将 XML 转换为 CSV - 详细信息
我在转换的正确表述方面遇到了一些麻烦。我正在生成 CSV 文件。 我可以轻松生成以下 csv:
"version","","stuff",
"version1version2","annotation1annotation2","yadda",
但是,我希望子字段的不同实例在其字符串中以逗号分隔,如下所示:
"version","","stuff",
"version1,version2","annotation1,annotation2","yadda",
我的输入看起来像
<?xml version="1.0" encoding="UTF-8"?>
<collection>
<record>
<datafield tag="020">
<subfield code="a">version</subfield>
</datafield>
<datafield tag="040">
<subfield code="b">stuff</subfield>
</datafield>
</record>
<record>
<datafield tag="020">
<subfield code="a">version1</subfield>
<subfield code="9">annotation1</subfield>
</datafield>
<datafield tag="020">
<subfield code="a">version2</subfield>
<subfield code="9">annotation2</subfield>
</datafield>
<datafield tag="040">
<subfield code="b">yadda</subfield>
</datafield>
</record>
</collection>
使用以下 xsl (和 xsltproc)
<?xml version="1.0"?>
<xsl:stylesheet xmlns:xsl="http://www.w3.org/1999/XSL/Transform" version="1.0">
<xsl:output method="text"/>
<xsl:template match="/">
<xsl:apply-templates select="collection/record"/>
</xsl:template>
<xsl:template match="record">
<xsl:text>"</xsl:text>
<xsl:apply-templates select="datafield[@tag='020']/subfield[@code='a']"/>
<xsl:text>",</xsl:text>
<xsl:text>"</xsl:text>
<xsl:apply-templates select="datafield[@tag='020']/subfield[@code='9']"/>
<xsl:text>",</xsl:text>
<xsl:text>"</xsl:text>
<xsl:apply-templates select="datafield[@tag='040']/subfield[@code='b']"/>
<xsl:text>",</xsl:text>
<xsl:text>
</xsl:text>
</xsl:template>
我猜想某些组合将涉及以下兄弟姐妹:: 或 not(position()=last()) 与调用模板,但我还没有找到可行的解决方案。有什么帮助吗?
我并不是在寻找通用的 XML 到 csv 转换 - 任何适合这个特定数据集的东西都可以。
I have some trouble with the correct formulation of a transform. I'm generating CSV files.

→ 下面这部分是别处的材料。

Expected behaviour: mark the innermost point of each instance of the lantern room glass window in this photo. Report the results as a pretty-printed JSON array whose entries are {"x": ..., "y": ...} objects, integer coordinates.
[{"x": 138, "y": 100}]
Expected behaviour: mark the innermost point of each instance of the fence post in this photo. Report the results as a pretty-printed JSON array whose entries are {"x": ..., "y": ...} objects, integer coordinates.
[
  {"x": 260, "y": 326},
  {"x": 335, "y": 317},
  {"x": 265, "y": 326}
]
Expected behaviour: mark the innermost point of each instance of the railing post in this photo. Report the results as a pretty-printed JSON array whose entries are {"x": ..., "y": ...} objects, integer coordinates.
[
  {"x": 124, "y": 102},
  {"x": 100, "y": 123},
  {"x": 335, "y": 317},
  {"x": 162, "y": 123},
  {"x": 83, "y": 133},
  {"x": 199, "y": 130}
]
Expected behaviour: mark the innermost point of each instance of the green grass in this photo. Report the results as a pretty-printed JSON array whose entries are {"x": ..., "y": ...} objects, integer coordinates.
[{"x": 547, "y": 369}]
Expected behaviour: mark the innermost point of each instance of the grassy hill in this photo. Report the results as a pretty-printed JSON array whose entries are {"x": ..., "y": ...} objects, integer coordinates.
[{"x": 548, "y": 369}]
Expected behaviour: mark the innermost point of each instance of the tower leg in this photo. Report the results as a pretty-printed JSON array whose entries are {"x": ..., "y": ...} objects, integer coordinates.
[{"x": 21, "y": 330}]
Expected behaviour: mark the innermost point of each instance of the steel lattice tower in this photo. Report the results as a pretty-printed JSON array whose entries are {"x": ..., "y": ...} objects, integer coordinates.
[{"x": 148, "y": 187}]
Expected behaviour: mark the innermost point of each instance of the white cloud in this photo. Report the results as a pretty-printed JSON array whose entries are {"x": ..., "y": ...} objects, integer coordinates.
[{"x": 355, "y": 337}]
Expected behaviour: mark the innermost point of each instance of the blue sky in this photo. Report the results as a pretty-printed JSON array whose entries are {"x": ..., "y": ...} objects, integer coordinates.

I can easily generate the following csv:
"version","","stuff",
"version1version2","annotation1annotation2","yadda",
However, I would like for the different instances of subfields to be comma-separated within their string, as follows:
"version","","stuff",
"version1,version2","annotation1,annotation2","yadda",
My input looks something like
<?xml version="1.0" encoding="UTF-8"?>
<collection>
<record>
<datafield tag="020">
<subfield code="a">version</subfield>
</datafield>
<datafield tag="040">
<subfield code="b">stuff</subfield>
</datafield>
</record>
<record>
<datafield tag="020">
<subfield code="a">version1</subfield>
<subfield code="9">annotation1</subfield>
</datafield>
<datafield tag="020">
<subfield code="a">version2</subfield>
<subfield code="9">annotation2</subfield>
</datafield>
<datafield tag="040">
<subfield code="b">yadda</subfield>
</datafield>
</record>
</collection>
Using the following xsl (and xsltproc)
<?xml version="1.0"?>
<xsl:stylesheet xmlns:xsl="http://www.w3.org/1999/XSL/Transform" version="1.0">
<xsl:output method="text"/>
<xsl:template match="/">
<xsl:apply-templates select="collection/record"/>
</xsl:template>
<xsl:template match="record">
<xsl:text>"</xsl:text>
<xsl:apply-templates select="datafield[@tag='020']/subfield[@code='a']"/>
<xsl:text>",</xsl:text>
<xsl:text>"</xsl:text>
<xsl:apply-templates select="datafield[@tag='020']/subfield[@code='9']"/>
<xsl:text>",</xsl:text>
<xsl:text>"</xsl:text>
<xsl:apply-templates select="datafield[@tag='040']/subfield[@code='b']"/>
<xsl:text>",</xsl:text>
<xsl:text>
</xsl:text>
</xsl:template>
I would guess that some combination of following-sibling:: or not(position()=last()) with call-template is going to be involved, but I haven't hit on a working solution yet. Any help?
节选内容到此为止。